Selon une nouvelle étude rendue publique en avril par Ingénieurs Canada, les perspectives d'emploi sont bonnes pour les ingénieurs canadiens. Mais de nombreux défis restent à relever, dont celui, particulièrement flagrant, de l'intégration des ingénieurs sans expérience sur le marché du travail.

Premier constat qui ressort de l'Étude sur le marché du travail dans les domaines de l'ingénierie et de la technologie: alors que les effets négatifs de la récession de 2009 tendent à se dissiper, les perspectives d'emploi pour la période 2010-2018 sont favorables aux ingénieurs. Dans toutes les provinces et pour à peu près tous les secteurs de l'ingénierie (génie civil, mécanique, chimique, informatique, aérospatial, etc.), on navigue d'une offre modérément restreinte à une offre rare. Au Québec, plus particulièrement, c'est le secteur du génie civil qui risque de connaître les plus grandes pénuries, causées par les nombreux départs à la retraite.

«Ce sont d'excellentes nouvelles pour ceux qui voudront se trouver un emploi en génie dans les prochaines années. C'est un choix professionnel qui promet du travail et une carrière excitante avec des projets et des défis», dit Chantal Guay, chef de direction pour Ingénieurs Canada, organisme national qui regroupe les 12 ordres provinciaux et territoriaux réglementant l'exercice de la profession.

C'est peut-être une moins bonne nouvelle pour les employeurs, qui devront batailler fort pour attirer et retenir les meilleurs employés, note Mike Winterfield, président de Randstad Engineering, qui a collaboré à l'étude. «Quand vous êtes dans une telle situation, vous avez plus de chances de voir des employés partir et des candidats refuser vos offres à cause de la forte concurrence. C'est vraiment un temps pour les entreprises de miser sur ce qu'elles ont à offrir et que d'autres n'ont pas. Si vous n'avez pas de qualités pour vous distinguer, vous feriez mieux de les développer rapidement!»

Le poids de l'expérience

La pénurie est particulièrement marquée pour les ingénieurs possédant de cinq à dix ans d'expérience, une denrée rare et recherchée. L'expérience des ingénieurs est notamment prisée, car tout diplômé d'une école de génie doit être supervisé pendant ses premières années de pratique par un ingénieur licencié. «Ces derniers s'assurent que le travail des ingénieurs juniors, comme on les appelle au Québec, respecte les bonnes pratiques du métier, l'éthique professionnelle et la protection du public», explique Mme Guay.

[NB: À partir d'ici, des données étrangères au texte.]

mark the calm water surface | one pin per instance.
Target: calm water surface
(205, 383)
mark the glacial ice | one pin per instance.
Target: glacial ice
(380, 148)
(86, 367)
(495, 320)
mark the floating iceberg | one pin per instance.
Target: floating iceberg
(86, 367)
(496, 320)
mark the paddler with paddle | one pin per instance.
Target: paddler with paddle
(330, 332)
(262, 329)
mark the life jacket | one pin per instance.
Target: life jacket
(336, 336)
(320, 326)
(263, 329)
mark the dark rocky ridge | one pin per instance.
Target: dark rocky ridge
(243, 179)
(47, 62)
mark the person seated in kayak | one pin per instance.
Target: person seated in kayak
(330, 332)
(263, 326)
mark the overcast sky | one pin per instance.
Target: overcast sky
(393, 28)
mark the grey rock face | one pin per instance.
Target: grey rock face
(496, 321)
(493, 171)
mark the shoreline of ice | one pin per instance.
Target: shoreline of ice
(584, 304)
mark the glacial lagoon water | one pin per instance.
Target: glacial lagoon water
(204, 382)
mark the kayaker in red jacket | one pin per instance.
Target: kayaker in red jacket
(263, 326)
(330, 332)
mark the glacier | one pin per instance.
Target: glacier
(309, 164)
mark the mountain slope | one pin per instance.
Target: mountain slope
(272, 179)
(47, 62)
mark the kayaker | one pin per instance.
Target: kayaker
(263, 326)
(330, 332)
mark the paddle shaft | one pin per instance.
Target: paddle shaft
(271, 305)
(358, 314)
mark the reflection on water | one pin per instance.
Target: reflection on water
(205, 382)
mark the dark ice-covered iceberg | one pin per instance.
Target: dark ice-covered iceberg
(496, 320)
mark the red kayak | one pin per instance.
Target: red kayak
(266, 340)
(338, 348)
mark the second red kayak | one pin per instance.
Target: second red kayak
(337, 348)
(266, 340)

Ainsi, malgré la rareté de main-d'oeuvre prévue, beaucoup de jeunes diplômés et d'immigrants sans énormément d'expérience pourraient avoir de la difficulté à se trouver un emploi. «C'est un message très clair à la profession: il faut s'assurer que ces gens puissent trouver des emplois supervisés en génie, pour qu'à leur tour, ils obtiennent leur licence. Faute de quoi on aura un problème encore plus grand dans l'avenir», avertit Mme Guay. Selon l'étude, la difficulté à trouver une main-d'oeuvre expérimentée a mené certaines sociétés à embaucher des travailleurs étrangers et même à se délocaliser.

Pour assurer l'existence d'une prochaine génération d'ingénieurs, tous devront collaborer étroitement, de l'industrie en passant par les écoles de formation, croit Mme Guay. Certaines institutions, comme Concordia ou l'Université de Moncton, ont déjà pris un virage en offrant des programmes coop (alternance travail-études), avec stages en milieu professionnel.

Les sociétés peuvent aussi investir dans la formation des ingénieurs chevronnés de demain avec des programmes de mentorat. «Actuellement, on trouve ces initiatives surtout chez des entreprises plus progressistes, note M. Winterfield. C'est un bon départ, mais les entreprises devront apprendre à être plus créatives. Par exemple, plutôt que d'essayer de trouver chez une seule personne l'expérience recherchée, pourquoi ne pas former une équipe de travailleurs avec des expériences diversifiées et complémentaires?»

Bref, dans les circonstances actuelles, les entreprises ont tout à gagner à changer leur mentalité par rapport à l'embauche, conclut M. Winterfield. «Deux conseils: engagez en vous basant sur le potentiel plutôt que sur l'expérience et engagez les meilleurs candidats sur le marché plutôt que de vouloir absolument trouver votre candidat idéal!»